Patient medical histories from each case were directly entered into DeepSeek, followed by sequential prompts addressing differential diagnosis, diagnostic testing, final diagnosis, and clinical management (see Fig 1). Because DeepSeek is a text-based model incapable of processing visual information, questions requiring image interpretation were handled by directly providing the correct findings as textual inputs.
DeepSeek generates responses through contextual reasoning based on the input prompt. To prevent interference between different cases, a new DeepSeek session was initiated for each clinical scenario. This design ensured that the information from one case did not influence subsequent analyses, allowing the model to focus exclusively on the medical history and data of the current patient. Such isolation improved the reliability and consistency of the AI’s diagnostic reasoning.
Three evaluators tested each clinical case using identical descriptions and prompts. AI-generated responses were recorded and compared to reference answers from the Merck Manual, with each correct response earning one point. The scoring process was conducted by a single independent rater, who assessed all outputs and documented the scores. The final score for each question was calculated as the mean accuracy across the three repetitions.
Calculation of overall diagnostic accuracy
The overall diagnostic accuracy was determined through a structured multi-level averaging process designed to integrate independent evaluations and ensure consistency. For each of the 29 clinical cases, three independent users separately entered identical case information into the same DeepSeek model. The model generated diagnostic outputs across four diagnostic stages: differential diagnosis, initial diagnosis, intermediate reasoning, and final diagnosis.
Each user’s diagnostic outputs were independently evaluated by a clinical expert according to predefined criteria, including diagnostic correctness, logical coherence, and appropriateness of management recommendations. For each case, the scores of the three users were averaged within each diagnostic stage to obtain a final stage-specific accuracy. The four stage-level accuracies were then averaged to yield a composite diagnostic accuracy for that case. Finally, the mean of these composite accuracies across all 29 cases was reported as the overall diagnostic accuracy (82.9%).
For questions involving multiple correct responses (e.g., several differential diagnoses, diagnostic tests, or management steps), individual items were scored separately, and the mean value was used as the overall result.
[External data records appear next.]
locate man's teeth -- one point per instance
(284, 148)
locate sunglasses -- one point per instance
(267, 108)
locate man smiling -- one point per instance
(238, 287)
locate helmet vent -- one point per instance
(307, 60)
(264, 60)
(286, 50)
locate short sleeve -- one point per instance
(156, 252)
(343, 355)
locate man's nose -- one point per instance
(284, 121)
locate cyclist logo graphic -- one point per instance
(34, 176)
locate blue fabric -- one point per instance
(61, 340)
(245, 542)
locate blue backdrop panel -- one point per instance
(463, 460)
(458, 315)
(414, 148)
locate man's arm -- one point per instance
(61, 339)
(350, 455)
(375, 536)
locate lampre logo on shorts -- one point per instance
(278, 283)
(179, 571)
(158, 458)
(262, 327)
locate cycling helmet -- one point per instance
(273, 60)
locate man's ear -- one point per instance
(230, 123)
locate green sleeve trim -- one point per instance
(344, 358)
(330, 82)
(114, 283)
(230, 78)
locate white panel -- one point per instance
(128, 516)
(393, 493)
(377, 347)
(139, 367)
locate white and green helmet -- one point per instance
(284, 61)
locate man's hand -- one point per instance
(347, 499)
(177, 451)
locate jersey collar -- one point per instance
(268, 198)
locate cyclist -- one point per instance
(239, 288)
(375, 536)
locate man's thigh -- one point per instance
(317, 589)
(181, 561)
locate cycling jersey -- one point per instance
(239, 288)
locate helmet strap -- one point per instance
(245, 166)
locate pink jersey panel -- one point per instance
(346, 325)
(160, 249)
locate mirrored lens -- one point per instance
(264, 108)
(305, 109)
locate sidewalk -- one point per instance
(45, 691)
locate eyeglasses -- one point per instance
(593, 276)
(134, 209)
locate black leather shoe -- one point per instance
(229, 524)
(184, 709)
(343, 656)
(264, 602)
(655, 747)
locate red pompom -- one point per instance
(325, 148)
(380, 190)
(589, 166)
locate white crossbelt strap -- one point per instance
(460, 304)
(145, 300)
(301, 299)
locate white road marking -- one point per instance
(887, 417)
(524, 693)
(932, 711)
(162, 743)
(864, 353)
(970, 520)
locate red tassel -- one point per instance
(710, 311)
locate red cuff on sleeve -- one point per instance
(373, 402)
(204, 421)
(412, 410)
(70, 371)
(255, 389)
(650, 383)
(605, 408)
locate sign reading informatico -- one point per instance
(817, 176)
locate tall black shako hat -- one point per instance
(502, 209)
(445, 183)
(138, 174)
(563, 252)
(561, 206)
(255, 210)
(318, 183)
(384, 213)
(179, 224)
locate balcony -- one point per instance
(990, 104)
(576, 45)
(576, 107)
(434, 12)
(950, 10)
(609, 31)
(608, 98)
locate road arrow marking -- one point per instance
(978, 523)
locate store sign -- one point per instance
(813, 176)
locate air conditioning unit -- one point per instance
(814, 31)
A schematic representation of the entire workflow is shown in Fig 2. All case-level and user-level diagnostic scores were recorded in a structured dataset (see S1 Data).
Panel B: Schematic diagram of the experimental workflow. Cases were selected from the Merck Manual clinical handbook and converted into text inputs compatible with DeepSeek. For questions requiring image interpretation, the final correct result was directly provided, and DeepSeek was tasked with analyzing it. Three independent users tested each prompt. A single independent scorer calculated scores for all outputs. Abbreviations: Diag: diagnostic questions; Diff: differential diagnosis; Dr: diagnostic testing questions; Mang: management questions.
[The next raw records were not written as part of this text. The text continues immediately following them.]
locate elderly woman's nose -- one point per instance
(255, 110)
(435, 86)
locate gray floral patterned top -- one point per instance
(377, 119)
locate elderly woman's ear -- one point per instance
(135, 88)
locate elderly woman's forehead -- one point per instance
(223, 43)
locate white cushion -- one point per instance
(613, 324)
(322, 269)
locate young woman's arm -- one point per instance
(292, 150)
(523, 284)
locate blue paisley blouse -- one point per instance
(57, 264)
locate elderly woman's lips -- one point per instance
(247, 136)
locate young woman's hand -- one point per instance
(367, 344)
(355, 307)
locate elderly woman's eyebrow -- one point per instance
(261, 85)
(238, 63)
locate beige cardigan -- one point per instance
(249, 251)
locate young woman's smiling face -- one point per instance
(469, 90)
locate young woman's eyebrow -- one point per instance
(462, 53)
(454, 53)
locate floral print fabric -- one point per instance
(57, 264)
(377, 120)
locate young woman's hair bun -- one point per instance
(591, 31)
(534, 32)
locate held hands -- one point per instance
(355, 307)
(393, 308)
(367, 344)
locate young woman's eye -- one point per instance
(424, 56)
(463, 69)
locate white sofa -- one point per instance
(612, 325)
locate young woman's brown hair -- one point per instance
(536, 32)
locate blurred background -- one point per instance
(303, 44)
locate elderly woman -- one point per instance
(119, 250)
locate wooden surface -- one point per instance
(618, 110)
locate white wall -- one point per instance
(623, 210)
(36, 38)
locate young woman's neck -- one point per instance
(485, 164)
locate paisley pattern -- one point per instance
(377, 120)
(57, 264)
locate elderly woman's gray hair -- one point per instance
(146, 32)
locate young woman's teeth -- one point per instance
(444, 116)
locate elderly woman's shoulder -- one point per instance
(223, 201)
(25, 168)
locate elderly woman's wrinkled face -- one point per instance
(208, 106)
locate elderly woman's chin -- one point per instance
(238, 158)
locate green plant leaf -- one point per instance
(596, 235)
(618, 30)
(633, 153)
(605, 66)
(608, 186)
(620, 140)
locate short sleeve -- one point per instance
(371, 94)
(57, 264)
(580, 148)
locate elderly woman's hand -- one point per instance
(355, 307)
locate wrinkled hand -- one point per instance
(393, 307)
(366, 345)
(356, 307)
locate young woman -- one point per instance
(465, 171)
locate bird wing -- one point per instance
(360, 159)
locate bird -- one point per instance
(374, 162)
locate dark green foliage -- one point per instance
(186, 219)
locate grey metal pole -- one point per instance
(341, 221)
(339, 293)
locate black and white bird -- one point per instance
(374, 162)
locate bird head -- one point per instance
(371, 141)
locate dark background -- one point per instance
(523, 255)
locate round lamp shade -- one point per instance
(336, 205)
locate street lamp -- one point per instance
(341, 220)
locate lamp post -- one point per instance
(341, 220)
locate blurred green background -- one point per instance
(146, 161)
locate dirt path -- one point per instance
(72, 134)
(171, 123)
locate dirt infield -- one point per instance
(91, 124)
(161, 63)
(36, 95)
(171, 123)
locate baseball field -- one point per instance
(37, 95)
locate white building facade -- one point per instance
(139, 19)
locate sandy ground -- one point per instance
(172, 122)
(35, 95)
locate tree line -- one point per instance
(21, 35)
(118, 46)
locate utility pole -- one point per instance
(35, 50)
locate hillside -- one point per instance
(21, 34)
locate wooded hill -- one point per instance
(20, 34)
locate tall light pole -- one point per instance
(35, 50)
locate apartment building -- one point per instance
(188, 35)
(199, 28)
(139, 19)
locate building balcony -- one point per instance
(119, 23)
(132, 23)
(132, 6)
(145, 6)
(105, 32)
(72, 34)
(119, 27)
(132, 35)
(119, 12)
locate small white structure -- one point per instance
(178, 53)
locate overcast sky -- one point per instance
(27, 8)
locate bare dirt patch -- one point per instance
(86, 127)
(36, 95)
For each of the 29 clinical cases, three independent users entered identical case information into the DeepSeek model, and their outputs were scored independently by a clinical expert. The mean of the three user scores for each case was recorded as the DeepSeek_Average, representing the overall diagnostic accuracy for that case. A detailed description of all variables included in the dataset is provided in S1 Text.
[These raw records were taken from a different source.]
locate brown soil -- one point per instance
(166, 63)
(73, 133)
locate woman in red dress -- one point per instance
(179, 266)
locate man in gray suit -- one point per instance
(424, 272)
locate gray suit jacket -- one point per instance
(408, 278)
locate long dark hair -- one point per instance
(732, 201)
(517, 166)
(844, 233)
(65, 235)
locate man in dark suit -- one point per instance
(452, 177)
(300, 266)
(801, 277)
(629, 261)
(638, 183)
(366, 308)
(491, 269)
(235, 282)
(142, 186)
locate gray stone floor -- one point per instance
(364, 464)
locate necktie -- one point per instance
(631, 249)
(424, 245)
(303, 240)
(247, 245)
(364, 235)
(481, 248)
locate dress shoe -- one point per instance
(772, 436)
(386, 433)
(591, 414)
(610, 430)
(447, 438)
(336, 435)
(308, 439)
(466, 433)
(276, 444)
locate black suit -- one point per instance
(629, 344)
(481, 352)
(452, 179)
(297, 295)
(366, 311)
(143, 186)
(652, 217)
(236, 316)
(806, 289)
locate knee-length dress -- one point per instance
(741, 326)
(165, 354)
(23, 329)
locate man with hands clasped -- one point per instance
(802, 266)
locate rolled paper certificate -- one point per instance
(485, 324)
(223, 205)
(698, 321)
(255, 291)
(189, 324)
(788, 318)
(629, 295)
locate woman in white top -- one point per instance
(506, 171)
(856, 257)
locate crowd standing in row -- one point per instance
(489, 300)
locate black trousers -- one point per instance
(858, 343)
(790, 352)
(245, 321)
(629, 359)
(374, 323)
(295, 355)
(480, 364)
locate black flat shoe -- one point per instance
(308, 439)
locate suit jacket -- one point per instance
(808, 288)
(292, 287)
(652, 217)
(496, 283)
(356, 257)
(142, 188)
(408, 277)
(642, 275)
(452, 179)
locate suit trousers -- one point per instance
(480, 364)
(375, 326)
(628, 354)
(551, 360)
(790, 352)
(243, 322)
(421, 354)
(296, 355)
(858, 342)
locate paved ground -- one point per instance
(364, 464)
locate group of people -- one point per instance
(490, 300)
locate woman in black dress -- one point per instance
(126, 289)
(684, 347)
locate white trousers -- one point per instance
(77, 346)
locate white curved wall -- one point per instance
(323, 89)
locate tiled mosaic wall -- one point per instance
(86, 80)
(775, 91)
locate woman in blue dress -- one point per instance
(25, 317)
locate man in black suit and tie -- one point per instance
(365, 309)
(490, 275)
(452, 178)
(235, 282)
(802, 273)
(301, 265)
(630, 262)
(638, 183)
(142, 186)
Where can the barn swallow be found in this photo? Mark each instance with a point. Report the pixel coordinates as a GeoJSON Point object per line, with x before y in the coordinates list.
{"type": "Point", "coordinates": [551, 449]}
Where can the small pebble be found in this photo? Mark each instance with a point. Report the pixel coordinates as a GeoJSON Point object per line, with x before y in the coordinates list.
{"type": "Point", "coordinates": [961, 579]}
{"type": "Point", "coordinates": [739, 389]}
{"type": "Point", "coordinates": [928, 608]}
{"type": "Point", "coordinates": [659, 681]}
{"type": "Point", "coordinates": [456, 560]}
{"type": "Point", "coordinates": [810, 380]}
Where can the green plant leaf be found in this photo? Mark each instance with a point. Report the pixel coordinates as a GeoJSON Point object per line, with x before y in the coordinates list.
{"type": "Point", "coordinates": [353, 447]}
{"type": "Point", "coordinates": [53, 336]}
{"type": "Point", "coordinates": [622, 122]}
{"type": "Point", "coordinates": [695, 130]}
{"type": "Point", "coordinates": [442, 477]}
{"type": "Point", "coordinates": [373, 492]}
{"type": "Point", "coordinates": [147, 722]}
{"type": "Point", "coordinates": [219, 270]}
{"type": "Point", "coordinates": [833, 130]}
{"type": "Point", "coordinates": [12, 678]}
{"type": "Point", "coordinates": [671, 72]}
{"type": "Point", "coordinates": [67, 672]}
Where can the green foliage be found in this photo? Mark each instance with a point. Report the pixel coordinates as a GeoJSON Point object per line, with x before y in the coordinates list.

Participants and variables overview
The study utilized hypothetical cases based on Merck Manual descriptions, each including patient age, gender, and key clinical features. To assess performance variation with case severity, we applied the Rapid Emergency Medicine Score (REMS), stratified into four tiers: low risk (0–5), moderate (6–8), high (9–13), and very high (≥14). The accuracy of DeepSeek’s responses was measured across these strata.
As shown in Table 1, the baseline characteristics of the 29 clinical cases were summarized, with the majority of cases classified as low risk (86.2%), followed by very high risk (10.3%), and a small proportion classified as moderate risk (3.4%). No cases were classified as high risk.
This study employed a multiple linear regression model (implemented using SPSS Statistics version 25.0) to analyze the factors influencing DeepSeek’s performance in answering clinical questions. The dependent variable was the accuracy rate of responses to each question, which was confirmed to follow an approximately normal distribution via the Shapiro-Wilk test. The independent variable system encompassed three dimensions: (1) question characteristics (using “comprehensive knowledge” questions as the reference baseline), (2) patient characteristics (age and gender), and (3) clinical acuity indicators (Rapid Emergency Medicine Score, REMS).
As shown in Table 2, the multivariable linear regression analysis was conducted to examine the relationship between DeepSeek’s diagnostic accuracy and variables such as patient age, gender, Rapid Emergency Medicine Score (REMS), and question type.
Results
Clinical diagnostic model performance evaluation report
As shown in Fig 3, across the 29 clinical cases derived from the Merck Manual, DeepSeek achieved a mean diagnostic accuracy of 82.9% (range: 64–96%). As shown in Fig 4, performance was highest in final diagnostic reasoning (97.7%) and lowest in differential diagnosis (73.0%), indicating that DeepSeek excels at consolidating definitive diagnostic cues but demonstrates limitations in early-stage reasoning where diagnostic ambiguity is greater.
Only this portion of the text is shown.